Elle se leva, titubante, et se dirigea vers la cuisine. Dans l’ombre, elle trouva une bouteille d’alcool que son père avait laissée à moitié vide dans un placard. La main tremblante, elle versa un peu dans un verre et porta le liquide à ses lèvres. Le goût amer lui brûla la gorge, mais elle continua, gorgée après gorgée, comme si cela pouvait effacer le monde autour d’elle.

La pièce tourbillonnait doucement, les murs ondulaient, et elle se laissa tomber à nouveau sur le lit, le verre à la main. Ses larmes se mêlaient à l’alcool et à la fatigue. Elle repensa à Léna, à ses parents, aux cris, à ce silence soudain et glacial… et chaque gorgée semblait l’éloigner un peu plus de la réalité, un peu plus de la douleur.

Les heures passèrent, ou peut-être seulement quelques minutes, elle ne savait plus. Son corps était lourd, son esprit flou, et pourtant un coin de son cerveau continuait de tourner. Une partie d’elle savait que boire ne changerait rien… mais cette partie était trop fatiguée pour se battre.

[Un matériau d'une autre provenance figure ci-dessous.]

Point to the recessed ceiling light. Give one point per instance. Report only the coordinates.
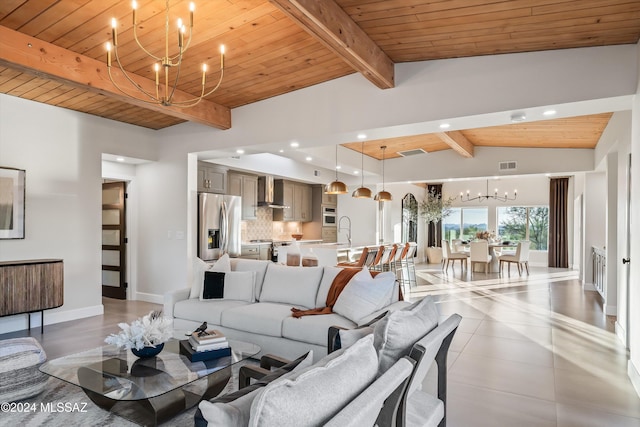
(518, 117)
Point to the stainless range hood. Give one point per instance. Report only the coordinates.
(266, 193)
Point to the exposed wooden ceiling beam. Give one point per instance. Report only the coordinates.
(456, 140)
(325, 20)
(34, 56)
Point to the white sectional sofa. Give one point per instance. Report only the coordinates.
(265, 317)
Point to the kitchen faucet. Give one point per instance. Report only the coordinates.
(348, 227)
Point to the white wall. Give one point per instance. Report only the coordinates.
(595, 196)
(363, 213)
(61, 153)
(634, 292)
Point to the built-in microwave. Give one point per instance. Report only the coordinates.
(329, 216)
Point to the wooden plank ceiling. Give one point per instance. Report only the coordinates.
(277, 46)
(572, 132)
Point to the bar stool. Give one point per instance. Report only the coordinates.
(374, 256)
(396, 262)
(359, 263)
(408, 266)
(384, 263)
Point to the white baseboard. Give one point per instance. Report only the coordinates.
(154, 298)
(610, 310)
(621, 333)
(634, 376)
(20, 322)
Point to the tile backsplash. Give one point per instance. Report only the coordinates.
(265, 228)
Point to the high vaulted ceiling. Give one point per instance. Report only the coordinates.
(52, 51)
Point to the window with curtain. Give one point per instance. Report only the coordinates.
(525, 223)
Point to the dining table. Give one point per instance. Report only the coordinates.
(494, 265)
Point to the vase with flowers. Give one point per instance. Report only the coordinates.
(432, 209)
(145, 337)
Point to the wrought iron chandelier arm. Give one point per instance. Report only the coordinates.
(135, 37)
(133, 83)
(153, 99)
(195, 101)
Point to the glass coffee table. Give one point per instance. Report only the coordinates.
(147, 391)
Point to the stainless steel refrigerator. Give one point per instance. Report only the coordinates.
(219, 219)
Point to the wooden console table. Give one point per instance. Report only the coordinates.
(30, 286)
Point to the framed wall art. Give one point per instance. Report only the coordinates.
(12, 195)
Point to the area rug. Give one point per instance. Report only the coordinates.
(63, 404)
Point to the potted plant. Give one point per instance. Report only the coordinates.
(432, 209)
(145, 336)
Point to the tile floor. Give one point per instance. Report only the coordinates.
(530, 351)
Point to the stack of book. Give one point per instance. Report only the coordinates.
(210, 345)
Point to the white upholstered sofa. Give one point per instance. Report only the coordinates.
(264, 317)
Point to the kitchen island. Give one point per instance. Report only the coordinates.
(327, 254)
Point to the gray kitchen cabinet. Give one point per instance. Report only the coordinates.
(256, 251)
(212, 178)
(245, 186)
(297, 197)
(250, 252)
(329, 199)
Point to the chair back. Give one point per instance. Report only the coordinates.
(446, 249)
(522, 251)
(363, 257)
(411, 251)
(479, 251)
(385, 393)
(401, 251)
(388, 253)
(372, 256)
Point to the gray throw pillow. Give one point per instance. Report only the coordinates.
(395, 334)
(233, 409)
(318, 392)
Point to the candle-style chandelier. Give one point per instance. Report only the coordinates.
(166, 63)
(480, 197)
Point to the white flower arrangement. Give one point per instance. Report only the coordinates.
(148, 331)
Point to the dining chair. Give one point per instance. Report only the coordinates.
(450, 257)
(479, 254)
(375, 252)
(521, 258)
(359, 262)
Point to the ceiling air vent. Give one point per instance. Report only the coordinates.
(507, 166)
(411, 152)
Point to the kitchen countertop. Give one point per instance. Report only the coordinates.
(303, 241)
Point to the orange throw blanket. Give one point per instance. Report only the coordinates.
(338, 284)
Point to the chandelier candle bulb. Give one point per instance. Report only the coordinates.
(108, 46)
(114, 34)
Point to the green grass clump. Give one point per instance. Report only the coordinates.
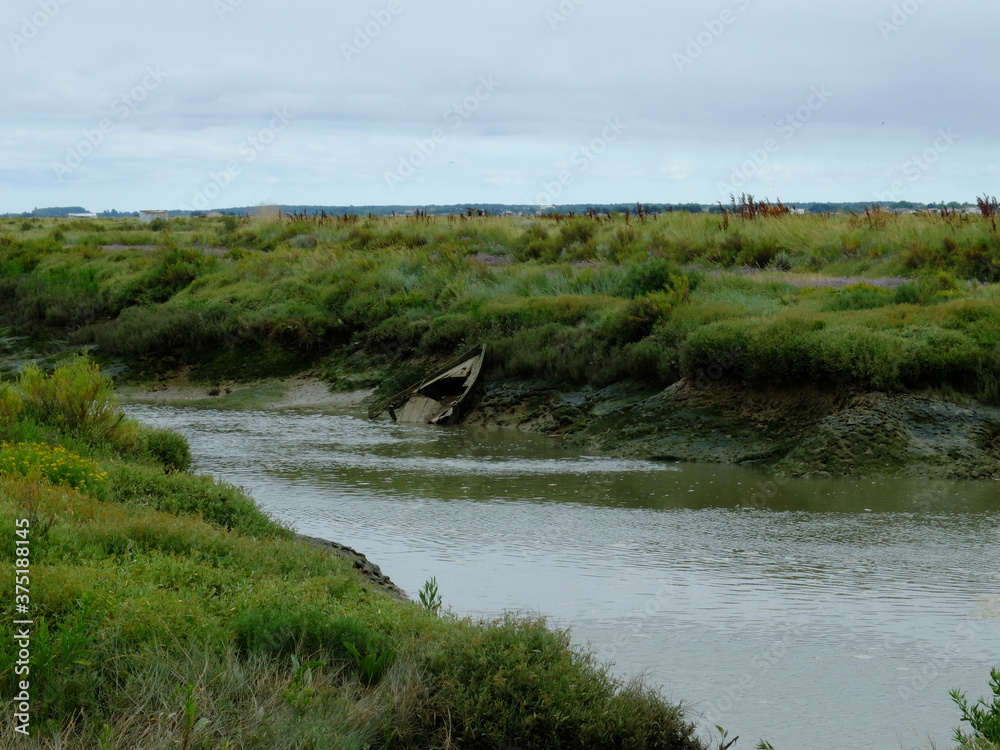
(170, 611)
(584, 299)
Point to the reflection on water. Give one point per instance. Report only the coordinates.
(794, 610)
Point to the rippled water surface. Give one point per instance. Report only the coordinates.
(812, 613)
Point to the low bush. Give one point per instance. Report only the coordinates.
(549, 695)
(52, 464)
(166, 447)
(182, 493)
(308, 633)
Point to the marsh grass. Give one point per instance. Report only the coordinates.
(171, 612)
(585, 299)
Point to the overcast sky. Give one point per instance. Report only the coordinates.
(211, 103)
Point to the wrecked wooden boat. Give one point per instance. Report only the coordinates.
(439, 397)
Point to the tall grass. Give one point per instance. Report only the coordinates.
(586, 299)
(169, 611)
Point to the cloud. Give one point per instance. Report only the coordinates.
(751, 64)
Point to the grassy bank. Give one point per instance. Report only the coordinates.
(582, 300)
(170, 612)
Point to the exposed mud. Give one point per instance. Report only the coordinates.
(797, 432)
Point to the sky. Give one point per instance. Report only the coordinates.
(201, 104)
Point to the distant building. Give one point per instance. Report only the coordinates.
(147, 217)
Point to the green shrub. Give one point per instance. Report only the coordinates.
(514, 682)
(64, 679)
(165, 447)
(182, 493)
(75, 398)
(655, 275)
(11, 404)
(858, 297)
(983, 717)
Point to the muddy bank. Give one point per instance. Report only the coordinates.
(797, 432)
(804, 431)
(368, 570)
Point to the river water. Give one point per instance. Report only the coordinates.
(810, 613)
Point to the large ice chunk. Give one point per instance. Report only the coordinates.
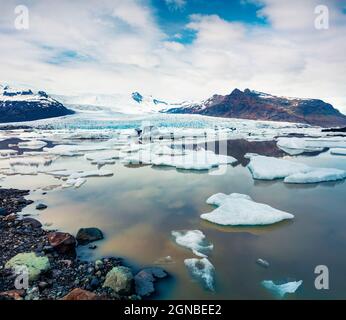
(202, 270)
(317, 175)
(268, 168)
(32, 144)
(238, 209)
(280, 290)
(194, 240)
(338, 151)
(295, 146)
(4, 154)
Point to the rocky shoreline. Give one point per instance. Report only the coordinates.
(54, 272)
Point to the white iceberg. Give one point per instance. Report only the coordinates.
(280, 290)
(317, 175)
(238, 209)
(202, 270)
(32, 144)
(295, 146)
(338, 151)
(194, 240)
(194, 160)
(34, 161)
(61, 173)
(168, 151)
(103, 157)
(20, 170)
(77, 183)
(268, 168)
(75, 150)
(4, 154)
(91, 173)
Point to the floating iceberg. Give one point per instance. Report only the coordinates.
(20, 170)
(280, 290)
(194, 240)
(268, 168)
(75, 150)
(338, 151)
(295, 146)
(91, 173)
(33, 144)
(4, 154)
(202, 270)
(77, 183)
(194, 160)
(186, 160)
(103, 157)
(34, 161)
(238, 209)
(317, 175)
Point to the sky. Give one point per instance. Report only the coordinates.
(176, 50)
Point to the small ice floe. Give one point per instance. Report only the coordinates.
(249, 155)
(164, 260)
(268, 168)
(32, 144)
(91, 173)
(76, 183)
(21, 170)
(239, 209)
(202, 270)
(194, 240)
(280, 290)
(295, 146)
(141, 157)
(102, 158)
(33, 161)
(168, 151)
(194, 160)
(61, 173)
(317, 175)
(5, 154)
(338, 151)
(75, 150)
(263, 263)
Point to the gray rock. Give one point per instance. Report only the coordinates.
(144, 280)
(263, 263)
(32, 223)
(120, 280)
(41, 206)
(87, 235)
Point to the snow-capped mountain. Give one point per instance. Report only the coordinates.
(255, 105)
(18, 105)
(134, 103)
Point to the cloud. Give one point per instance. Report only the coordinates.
(83, 46)
(176, 4)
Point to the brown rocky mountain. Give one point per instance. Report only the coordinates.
(254, 105)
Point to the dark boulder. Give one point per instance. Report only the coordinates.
(87, 235)
(144, 280)
(63, 243)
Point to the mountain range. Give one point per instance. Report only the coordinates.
(255, 105)
(24, 105)
(17, 105)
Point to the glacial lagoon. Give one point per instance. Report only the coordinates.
(140, 205)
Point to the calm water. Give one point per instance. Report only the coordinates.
(138, 208)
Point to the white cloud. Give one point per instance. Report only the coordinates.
(123, 49)
(176, 4)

Alors elle resta là, immobile, la bouteille presque vide à ses côtés, espérant que le sommeil viendrait la sauver du cauchemar de la veille. Mais elle savait au fond d’elle… rien ne pouvait vraiment la protéger de ce qu’elle venait de perdre. Elle sombra dans le sommeil, rempli de vapeurs d'alcool.

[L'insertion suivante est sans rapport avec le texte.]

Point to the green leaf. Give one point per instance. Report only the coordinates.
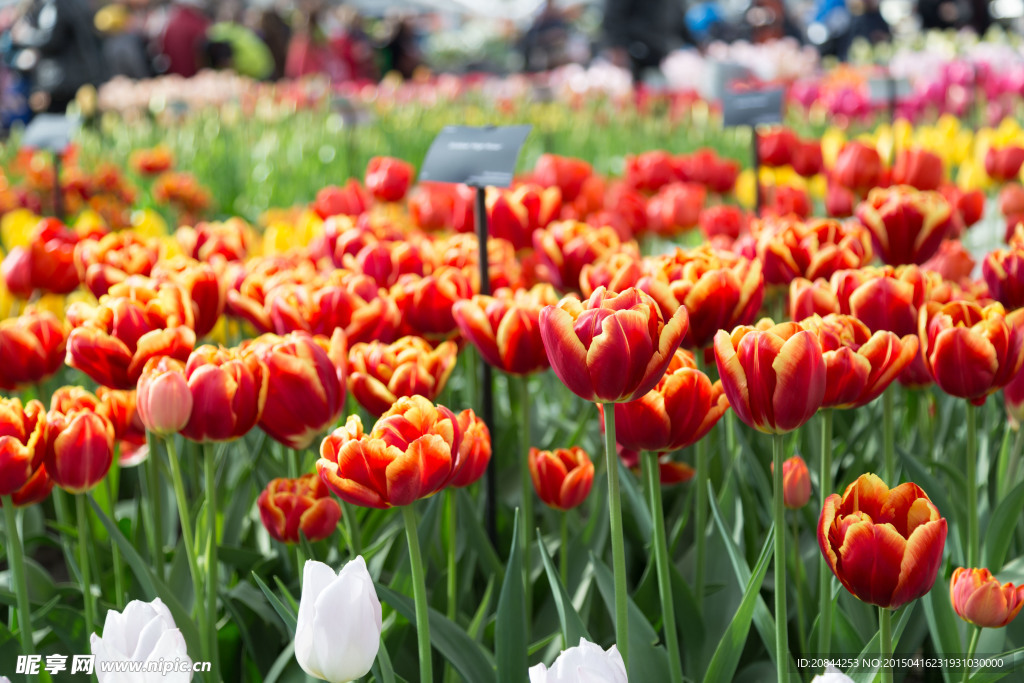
(1001, 526)
(468, 656)
(287, 615)
(724, 662)
(568, 617)
(510, 622)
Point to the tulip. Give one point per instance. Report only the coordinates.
(229, 392)
(32, 347)
(79, 449)
(562, 477)
(884, 545)
(23, 442)
(586, 663)
(969, 350)
(474, 452)
(1004, 272)
(612, 347)
(918, 168)
(774, 378)
(505, 328)
(380, 374)
(677, 413)
(859, 365)
(796, 482)
(289, 507)
(978, 598)
(422, 440)
(906, 225)
(305, 387)
(144, 632)
(339, 623)
(388, 178)
(164, 400)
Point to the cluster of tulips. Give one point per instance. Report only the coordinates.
(219, 331)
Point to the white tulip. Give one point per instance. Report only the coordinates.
(832, 675)
(339, 629)
(586, 663)
(143, 632)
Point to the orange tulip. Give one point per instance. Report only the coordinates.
(32, 347)
(971, 351)
(305, 387)
(773, 375)
(379, 374)
(677, 413)
(859, 365)
(562, 477)
(979, 598)
(884, 545)
(293, 507)
(412, 453)
(612, 347)
(505, 328)
(137, 319)
(906, 225)
(229, 391)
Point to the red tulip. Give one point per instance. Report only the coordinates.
(884, 545)
(229, 391)
(32, 347)
(918, 168)
(380, 374)
(388, 178)
(677, 413)
(610, 348)
(291, 509)
(412, 453)
(774, 377)
(474, 450)
(859, 366)
(505, 328)
(164, 400)
(305, 387)
(971, 351)
(562, 477)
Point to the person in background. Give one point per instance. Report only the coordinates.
(57, 49)
(183, 37)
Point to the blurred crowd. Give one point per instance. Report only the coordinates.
(51, 48)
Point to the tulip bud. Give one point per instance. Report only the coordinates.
(164, 400)
(290, 506)
(586, 663)
(979, 599)
(342, 610)
(144, 632)
(796, 482)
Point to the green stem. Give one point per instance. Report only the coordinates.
(972, 485)
(662, 564)
(119, 581)
(188, 540)
(212, 567)
(886, 642)
(970, 652)
(781, 626)
(563, 552)
(81, 512)
(824, 573)
(15, 559)
(617, 540)
(526, 484)
(888, 437)
(419, 595)
(453, 586)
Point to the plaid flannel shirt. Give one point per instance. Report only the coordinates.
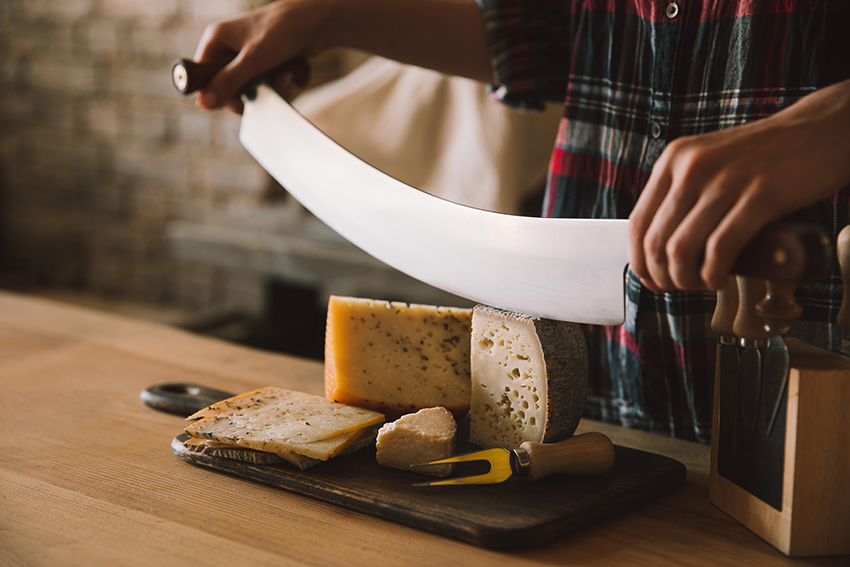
(634, 75)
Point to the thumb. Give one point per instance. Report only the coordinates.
(226, 86)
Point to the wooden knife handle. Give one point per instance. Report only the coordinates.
(779, 308)
(843, 253)
(589, 454)
(747, 324)
(726, 309)
(786, 252)
(188, 76)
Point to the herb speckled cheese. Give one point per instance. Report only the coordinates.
(529, 378)
(397, 358)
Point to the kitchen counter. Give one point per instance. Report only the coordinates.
(87, 476)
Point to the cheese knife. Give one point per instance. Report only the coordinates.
(588, 454)
(564, 269)
(727, 362)
(753, 338)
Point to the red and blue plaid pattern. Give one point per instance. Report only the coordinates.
(634, 75)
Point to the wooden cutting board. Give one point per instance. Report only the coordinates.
(511, 515)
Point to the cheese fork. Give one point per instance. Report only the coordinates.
(589, 454)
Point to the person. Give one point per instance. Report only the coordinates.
(701, 121)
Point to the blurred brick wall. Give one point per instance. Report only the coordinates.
(98, 153)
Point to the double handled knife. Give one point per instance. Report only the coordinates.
(565, 269)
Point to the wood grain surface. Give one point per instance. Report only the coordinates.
(87, 476)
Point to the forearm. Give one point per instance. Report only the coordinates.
(708, 195)
(444, 35)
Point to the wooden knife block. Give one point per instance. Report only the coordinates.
(814, 518)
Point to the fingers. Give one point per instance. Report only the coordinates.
(678, 213)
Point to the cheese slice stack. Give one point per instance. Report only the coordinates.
(285, 422)
(397, 358)
(529, 378)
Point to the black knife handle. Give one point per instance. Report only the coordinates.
(188, 76)
(787, 252)
(181, 399)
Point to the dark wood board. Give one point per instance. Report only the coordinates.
(511, 515)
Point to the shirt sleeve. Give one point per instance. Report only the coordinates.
(529, 43)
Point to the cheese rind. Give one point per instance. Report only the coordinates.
(397, 358)
(417, 438)
(529, 378)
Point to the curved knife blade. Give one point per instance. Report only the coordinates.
(567, 269)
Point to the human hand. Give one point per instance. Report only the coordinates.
(251, 44)
(708, 195)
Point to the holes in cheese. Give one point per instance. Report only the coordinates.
(529, 378)
(284, 421)
(397, 358)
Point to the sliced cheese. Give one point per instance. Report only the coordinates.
(283, 422)
(397, 358)
(529, 378)
(417, 438)
(228, 450)
(286, 416)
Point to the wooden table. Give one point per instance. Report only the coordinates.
(87, 476)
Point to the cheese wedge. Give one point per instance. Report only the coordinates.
(529, 378)
(397, 358)
(282, 422)
(417, 438)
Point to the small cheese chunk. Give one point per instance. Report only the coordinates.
(397, 358)
(416, 438)
(284, 421)
(529, 378)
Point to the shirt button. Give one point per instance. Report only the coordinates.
(655, 130)
(672, 10)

Quand Thalixia rouvrit les yeux, la lumière du matin lui éclatait presque les yeux. Son crâne cognait, une douleur sourde et brûlante qui la faisait trembler de tout son corps. Son ventre se nouait, sa gorge était sèche. Tout autour d’elle tournait, comme si le monde refusait de rester stable.

Dans un réflexe confus, elle chercha ses comprimés pour dormir. Elle en avala quelques-uns, pensant calmer la migraine qui lui perforait la tête. Mais chaque gorgée semblait insuffisante, chaque seconde de douleur plus insupportable que la précédente. Ses mains tremblaient, ses pensées se brouillaient.

Et puis, sans vraiment réfléchir, elle attrapa le flacon entier. Les cachets glissèrent dans sa paume, un à un. Elle les avala presque tous, comme si la fin de la douleur pouvait venir plus vite, plus fort. Le monde devint flou, lourd, étouffant. Son cœur battait trop vite, puis trop lentement. La panique la traversa une dernière fois, glaciale et terrible, mais son corps ne répondit plus.

Tout s’éteignit. Ses yeux se fermèrent pour de bon, son souffle s’arrêta. La pièce resta silencieuse, immobile, témoin de la fin tragique de Thalixia.